Lady Catheryn Brockton married her older husband three years earlier after having been governess to his two daughters, Elizabeth and Lydia. She is strongly attached to Edward and adores the girls to the extent that she would do anything to keep them safe, which is why, when her husband asks her to sleep with another man in order to provide him with an heir, she agrees to the plan in spite of her misgivings. If Edward dies without a male heir, his estate will pass to his slimy toad of a cousin, Jeremey Sedgewood, who is not only in debt up to his eyeballs, but is also a “brutal, drunken swine” who has already tried to force his attentions on Cat and has his eye on Edward’s eldest daughter. In order to keep her family safe, Cat agrees to do as Edward asks, and seeks out his second cousin, Stephen, Lord Rockholme at an upcoming house party. Stephen is widely known to be an unrepentant rake and Cat should have no trouble seducing him; and as they have never met, he won’t know her true identity as she will attend the gathering under an assumed name.
Things go to plan; Stephen has recently rejoined his regiment and will be leaving for France in the morning, so is very much open to the prospect of a last-minute dalliance with a lovely widow. The couple shares a night of intense passion and then they go their separate ways.
Fortunately for Edward and Cat, their scheme is successful and Cat gives birth to a healthy son, named for his (legal) father. Five years pass. Edward dies not long after his son is born, and his will names Cat as executrix to the estate and co-guardian of the children, along with Stephen and the odious Jeremey, who proceeds to be a complete pain in the arse whenever he can, dropping by unannounced and behaving offensively towards Cat and the girls.
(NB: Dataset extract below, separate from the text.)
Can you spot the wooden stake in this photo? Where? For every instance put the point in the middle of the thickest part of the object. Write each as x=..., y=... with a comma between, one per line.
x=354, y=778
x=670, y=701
Returned to England after Waterloo, Stephen, whose experiences over the past five years have changed and matured him, intends to track down the woman who had gifted him with such pleasure, whose memory he had held close and whose image had sustained him through some of the worst times of his life. He attempts to find her by writing to Edward’s widow, but is rebuffed, so instead he travels to Larks Hall to ask for information in person – and is dumbfounded to discover that the woman who has inhabited his dreams for the past five years is none other than Lady Brockton. Stephen is furious at the deception, especially as he inadvertently cuckolded a man he liked and respected, and further incensed when he realises he’d been used as a stud and that Cat has intentionally kept his son from him.
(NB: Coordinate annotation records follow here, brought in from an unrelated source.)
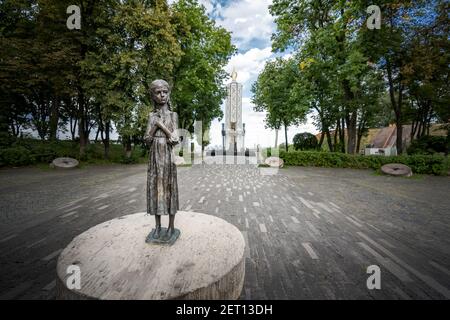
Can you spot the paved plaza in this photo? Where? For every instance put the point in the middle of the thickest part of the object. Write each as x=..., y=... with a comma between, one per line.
x=311, y=233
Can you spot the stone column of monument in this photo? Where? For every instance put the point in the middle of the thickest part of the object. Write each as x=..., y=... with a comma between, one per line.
x=234, y=132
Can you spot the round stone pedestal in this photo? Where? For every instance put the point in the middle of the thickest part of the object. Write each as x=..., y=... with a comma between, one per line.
x=206, y=262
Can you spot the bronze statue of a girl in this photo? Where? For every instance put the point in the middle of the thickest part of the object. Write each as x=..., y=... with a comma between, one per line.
x=162, y=188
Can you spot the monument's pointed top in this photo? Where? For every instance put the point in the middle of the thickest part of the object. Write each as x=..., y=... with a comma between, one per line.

Cat’s reasons are sound of course; any hint that Eddie is not the son of her late husband will mean the odious Jeremey will have cause to challenge the terms of Lord Brockton’s will and possibly overturn it. In the heat of his anger, Stephen is determined to hurt Cat as she has hurt him, and insists that she provide him with the heir she has denied him. He can never acknowledge Eddie as his son, so he and Cat will marry so that she can bear Stephen an heir who can inherit his lands and title. Cat fully recognises that Stephen is entitled to be angry, but even so, is not prepared for his insistence that they marry and then part once she has given him a son. She has little alternative but to agree, but has a condition of her own, which is that they pretend, for the sake of Lydia and Elizabeth, that they are marrying for love.
Lady Cat is an emotionally charged, angsty story in which the author skillfully guides her characters through the messy, complicated emotions that follow Stephen’s discovery of the truth. Tensions between him and Cat run high and that includes tension of the sexual variety; their marriage might begin under less than auspicious circumstances, but there’s no denying the passion that sparks between them in the bedroom. They are complex, likeable characters, and I was pleased with the way the author developed the story without veering into Big Mis territory, so that instead of a couple at loggerheads for an entire book, we get two sensible, mature characters who talk things through and arrive at decisions together. Cat is a beautiful, spirited and intelligent woman who cares deeply for her son and step-daughters, sometimes to the extent that she puts them before all other considerations and ignores her own needs and wants, which does cause a little conflict between her and her husband. And Stephen is terrific hero; it’s true that he lashes out when he’s hurt, but he quickly recognises that he is being unjust and is able to set those feelings aside in order to try to build something real with Cat, and be a good father to his son and step-daughters.